Dave shared one of his most memorable moments was "the confirmation that more work needs to be done to educate and bring awareness to type 1 diabetes. Everyone, no matter what age, has the ability to make a difference by speaking up when something is important to them. Sharing my personal experiences and what I do to manage my diabetes will make a difference so I want to encourage others not to be afraid to share information that can educate and help others. We can all make change if we start with what we do ourselves."
David Dikeman has made it his personal crusade to educate both children and adults about type 1 diabetes . He enjoys talking to groups of any size and openly shares his personal journey and diagnosis at only 9 years old.
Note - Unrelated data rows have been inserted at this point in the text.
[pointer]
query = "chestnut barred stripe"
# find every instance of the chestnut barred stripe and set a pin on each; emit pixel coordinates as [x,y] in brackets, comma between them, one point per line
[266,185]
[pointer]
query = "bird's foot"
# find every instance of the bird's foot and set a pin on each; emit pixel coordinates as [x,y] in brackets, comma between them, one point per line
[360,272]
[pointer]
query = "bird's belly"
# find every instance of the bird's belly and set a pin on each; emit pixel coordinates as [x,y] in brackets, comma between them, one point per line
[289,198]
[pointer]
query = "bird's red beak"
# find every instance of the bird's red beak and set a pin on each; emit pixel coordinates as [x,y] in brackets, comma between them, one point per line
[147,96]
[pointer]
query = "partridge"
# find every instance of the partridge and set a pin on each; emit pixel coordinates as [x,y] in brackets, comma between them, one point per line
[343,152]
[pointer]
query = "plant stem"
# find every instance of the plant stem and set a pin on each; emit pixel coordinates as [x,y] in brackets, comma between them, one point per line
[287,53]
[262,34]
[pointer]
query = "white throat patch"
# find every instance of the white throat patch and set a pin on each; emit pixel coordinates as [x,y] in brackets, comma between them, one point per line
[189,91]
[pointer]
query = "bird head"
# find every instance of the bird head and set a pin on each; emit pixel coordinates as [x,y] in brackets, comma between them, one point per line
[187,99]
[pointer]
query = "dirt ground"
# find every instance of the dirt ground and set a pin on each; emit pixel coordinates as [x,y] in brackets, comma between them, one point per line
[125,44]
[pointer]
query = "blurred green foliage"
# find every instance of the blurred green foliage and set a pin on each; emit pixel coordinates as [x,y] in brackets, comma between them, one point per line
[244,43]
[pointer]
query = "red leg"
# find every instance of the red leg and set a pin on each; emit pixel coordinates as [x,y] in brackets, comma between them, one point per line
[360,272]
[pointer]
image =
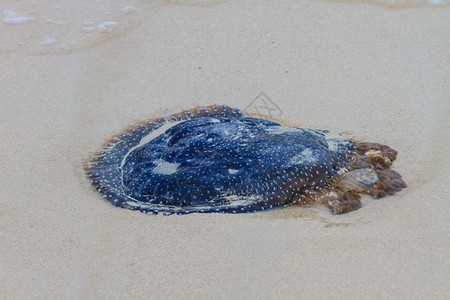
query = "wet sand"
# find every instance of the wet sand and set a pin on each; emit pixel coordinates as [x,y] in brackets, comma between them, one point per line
[378,73]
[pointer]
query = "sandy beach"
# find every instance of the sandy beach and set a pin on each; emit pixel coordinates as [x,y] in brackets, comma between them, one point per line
[74,74]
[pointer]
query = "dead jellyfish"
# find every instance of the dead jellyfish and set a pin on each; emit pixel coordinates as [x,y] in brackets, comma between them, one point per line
[215,159]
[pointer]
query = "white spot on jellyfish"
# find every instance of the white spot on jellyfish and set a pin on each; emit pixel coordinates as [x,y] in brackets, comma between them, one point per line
[282,129]
[47,42]
[306,156]
[165,168]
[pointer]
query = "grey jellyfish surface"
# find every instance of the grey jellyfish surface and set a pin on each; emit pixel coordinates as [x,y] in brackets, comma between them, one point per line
[215,159]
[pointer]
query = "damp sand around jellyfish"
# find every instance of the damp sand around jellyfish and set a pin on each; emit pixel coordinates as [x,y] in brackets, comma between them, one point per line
[215,159]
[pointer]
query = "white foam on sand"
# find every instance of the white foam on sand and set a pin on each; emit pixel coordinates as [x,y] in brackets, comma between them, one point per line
[14,18]
[106,26]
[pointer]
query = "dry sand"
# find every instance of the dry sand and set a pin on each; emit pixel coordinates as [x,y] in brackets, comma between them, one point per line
[377,72]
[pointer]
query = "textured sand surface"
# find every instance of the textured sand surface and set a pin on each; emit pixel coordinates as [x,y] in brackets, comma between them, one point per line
[376,72]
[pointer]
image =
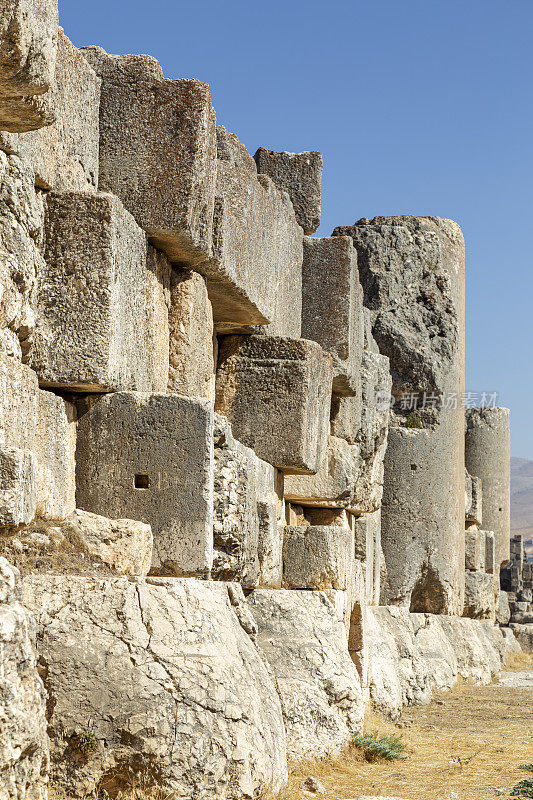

When not working as Hawaii's delegate David loves spending time with his family, creating new recipes, playing football and making movies with his brother Hayden.
The JDRF Children's Congress program was inspired by then eight-year-old Tommy Solo from Massachusetts in 1999. He overheard adult JDRF volunteers talking about going to Washington, D.C. to talk to Congress, and thought it would be great if children could go, too, because their voices also needed to be heard. JDRF Children's Congress inspires lawmakers to remember the children who live with T1D when making decisions about medical research funding and voting on other important federal government issues relating to diabetes. The young delegates' personal stories, told in their own words, are often more powerful than almost any other type of education a legislator might receive.
Tommy's idea quickly became a well-developed event, first held in 1999. Since then, nine successful JDRF Children's Congresses have been held, growing in scope each time, every other year (1999, 2001, 2003, 2005, 2007, 2009, 2011, 2013, and 2015).
Today, JDRF Children's Congress brings more than 150 children with T1D, who attend with one parent or guardian, to Washington, D.C. JDRF Children's Congress participants represent all 50 U.S. states, the District of Columbia, and several countries around the world. They come together as advocates to meet on Capitol Hill with members of Congress and other key federal policymakers, to help educate them about the critical need for federal funding for T1D research.